I have fixed the bugs that Tavis reported. I have also done two things
to try to make Sheri happy:

(1) When CRLF is a valid line ending, if a pattern contains an explicit
match for \r or \n (either as escapes, or as literals, or indirectly via
things like [^b]) then the infamous "change 46" does not happen. That
is, after a failed match at a CRLF point, the match point advances by
only one character not two. If there are no explicit \r or \n
references, the advance is by 2. This means that now, with ANYCRLF set:

   \nA       matches \r\nA
   [\r\n]A   matches \r\nA
   (\r|\n)A  matches \r\nA 


but

   .+A       does not match \r\nA 


I have updated the documentation, and noted that nevertheless there may
still be anomalies.

(2) I have added recognition of (*CR), (*LF), (*CRLF), (*ANYCRLF), and
(*ANY), at the start of pattern only, to override the line ending
convention. These strings *must* be at the start of the pattern, and in
upper case.
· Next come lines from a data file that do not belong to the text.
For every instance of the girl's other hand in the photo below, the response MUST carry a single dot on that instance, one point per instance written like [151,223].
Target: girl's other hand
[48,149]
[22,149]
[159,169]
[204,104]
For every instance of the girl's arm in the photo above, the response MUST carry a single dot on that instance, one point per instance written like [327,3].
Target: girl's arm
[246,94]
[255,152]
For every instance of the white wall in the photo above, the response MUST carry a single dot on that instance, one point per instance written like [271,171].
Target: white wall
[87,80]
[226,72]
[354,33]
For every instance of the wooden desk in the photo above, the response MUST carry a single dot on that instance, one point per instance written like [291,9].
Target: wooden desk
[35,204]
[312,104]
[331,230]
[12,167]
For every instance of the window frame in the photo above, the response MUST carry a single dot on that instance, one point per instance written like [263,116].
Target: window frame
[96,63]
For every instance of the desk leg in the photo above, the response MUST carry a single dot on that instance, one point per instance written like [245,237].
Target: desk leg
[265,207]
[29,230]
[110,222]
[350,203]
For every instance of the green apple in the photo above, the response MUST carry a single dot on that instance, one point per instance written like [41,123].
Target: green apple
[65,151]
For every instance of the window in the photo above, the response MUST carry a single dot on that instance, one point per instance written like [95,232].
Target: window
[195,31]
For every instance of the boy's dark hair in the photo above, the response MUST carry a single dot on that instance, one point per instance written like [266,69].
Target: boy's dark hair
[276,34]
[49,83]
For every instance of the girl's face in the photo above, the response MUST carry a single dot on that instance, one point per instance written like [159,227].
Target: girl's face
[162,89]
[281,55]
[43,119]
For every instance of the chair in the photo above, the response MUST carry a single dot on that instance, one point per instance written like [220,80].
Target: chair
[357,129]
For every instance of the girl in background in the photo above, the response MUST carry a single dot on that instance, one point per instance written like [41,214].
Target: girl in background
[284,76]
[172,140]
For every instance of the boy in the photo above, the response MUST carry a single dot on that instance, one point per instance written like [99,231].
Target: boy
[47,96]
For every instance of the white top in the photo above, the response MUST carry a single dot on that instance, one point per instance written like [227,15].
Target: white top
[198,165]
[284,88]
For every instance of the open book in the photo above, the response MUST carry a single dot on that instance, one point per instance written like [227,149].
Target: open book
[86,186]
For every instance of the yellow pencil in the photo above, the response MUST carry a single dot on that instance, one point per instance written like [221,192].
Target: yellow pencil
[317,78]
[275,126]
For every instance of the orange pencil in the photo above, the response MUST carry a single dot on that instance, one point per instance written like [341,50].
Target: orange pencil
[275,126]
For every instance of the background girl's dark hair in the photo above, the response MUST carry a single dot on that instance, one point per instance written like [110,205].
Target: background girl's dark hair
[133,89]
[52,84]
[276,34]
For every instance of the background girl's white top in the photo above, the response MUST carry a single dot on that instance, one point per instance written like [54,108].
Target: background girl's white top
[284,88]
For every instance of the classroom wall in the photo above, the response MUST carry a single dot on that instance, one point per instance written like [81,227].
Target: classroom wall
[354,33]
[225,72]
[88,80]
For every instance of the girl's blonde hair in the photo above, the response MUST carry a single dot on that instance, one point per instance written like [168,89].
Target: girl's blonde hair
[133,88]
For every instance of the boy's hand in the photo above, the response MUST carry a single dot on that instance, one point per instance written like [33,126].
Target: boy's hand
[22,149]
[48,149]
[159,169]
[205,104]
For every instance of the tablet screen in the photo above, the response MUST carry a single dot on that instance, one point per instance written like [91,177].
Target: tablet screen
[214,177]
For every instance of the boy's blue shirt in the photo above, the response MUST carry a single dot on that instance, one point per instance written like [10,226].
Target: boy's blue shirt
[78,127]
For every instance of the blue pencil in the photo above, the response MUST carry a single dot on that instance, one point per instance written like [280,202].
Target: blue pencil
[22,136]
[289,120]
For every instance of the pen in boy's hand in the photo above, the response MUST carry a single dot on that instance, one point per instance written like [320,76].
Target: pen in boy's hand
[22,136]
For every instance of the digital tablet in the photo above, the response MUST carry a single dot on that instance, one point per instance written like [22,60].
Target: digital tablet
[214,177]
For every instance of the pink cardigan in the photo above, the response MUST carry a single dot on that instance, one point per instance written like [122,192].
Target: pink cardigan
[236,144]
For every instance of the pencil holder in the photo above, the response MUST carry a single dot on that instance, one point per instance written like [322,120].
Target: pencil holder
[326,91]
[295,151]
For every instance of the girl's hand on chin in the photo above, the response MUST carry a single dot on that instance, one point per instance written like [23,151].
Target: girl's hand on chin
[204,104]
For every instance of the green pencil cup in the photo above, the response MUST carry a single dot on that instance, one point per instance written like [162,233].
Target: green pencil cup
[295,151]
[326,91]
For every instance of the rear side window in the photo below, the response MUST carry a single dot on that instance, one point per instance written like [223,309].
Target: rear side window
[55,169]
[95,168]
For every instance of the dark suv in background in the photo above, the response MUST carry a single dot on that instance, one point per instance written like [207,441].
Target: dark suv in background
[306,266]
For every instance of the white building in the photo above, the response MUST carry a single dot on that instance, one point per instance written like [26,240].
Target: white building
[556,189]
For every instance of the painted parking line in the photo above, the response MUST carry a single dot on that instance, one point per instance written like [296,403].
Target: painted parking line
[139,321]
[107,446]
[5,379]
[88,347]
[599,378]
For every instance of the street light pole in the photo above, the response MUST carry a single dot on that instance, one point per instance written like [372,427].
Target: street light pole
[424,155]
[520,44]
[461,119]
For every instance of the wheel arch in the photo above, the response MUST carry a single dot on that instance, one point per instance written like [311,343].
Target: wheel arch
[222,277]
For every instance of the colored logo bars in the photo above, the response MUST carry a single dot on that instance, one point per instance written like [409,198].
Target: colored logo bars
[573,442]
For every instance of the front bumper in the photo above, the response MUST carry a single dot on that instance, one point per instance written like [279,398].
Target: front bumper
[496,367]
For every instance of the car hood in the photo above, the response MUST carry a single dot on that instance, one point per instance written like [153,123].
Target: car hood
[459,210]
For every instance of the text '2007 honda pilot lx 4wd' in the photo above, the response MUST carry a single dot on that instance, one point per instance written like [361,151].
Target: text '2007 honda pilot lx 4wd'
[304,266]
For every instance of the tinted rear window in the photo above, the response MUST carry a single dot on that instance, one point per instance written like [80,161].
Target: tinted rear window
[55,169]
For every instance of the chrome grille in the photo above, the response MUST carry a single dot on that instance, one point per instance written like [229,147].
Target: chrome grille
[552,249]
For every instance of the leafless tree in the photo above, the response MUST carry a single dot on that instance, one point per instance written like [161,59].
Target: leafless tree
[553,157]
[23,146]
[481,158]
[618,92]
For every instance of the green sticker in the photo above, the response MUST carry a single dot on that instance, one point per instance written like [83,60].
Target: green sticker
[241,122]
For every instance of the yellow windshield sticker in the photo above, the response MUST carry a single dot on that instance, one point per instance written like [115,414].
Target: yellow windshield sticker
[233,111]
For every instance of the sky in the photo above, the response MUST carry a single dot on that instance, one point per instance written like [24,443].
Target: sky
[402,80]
I've taken the syntax from Perl's new controls like
(*PRUNE).

Sheri: I thought about allowing (?#...) comments before but decided
against it for two reasons: (1) more work, (2) since (*CR) etc are not
really part of the pattern, I don't think they should be allowed within
it.

Philip

--
Philip Hazel, University of Cambridge Computing Service.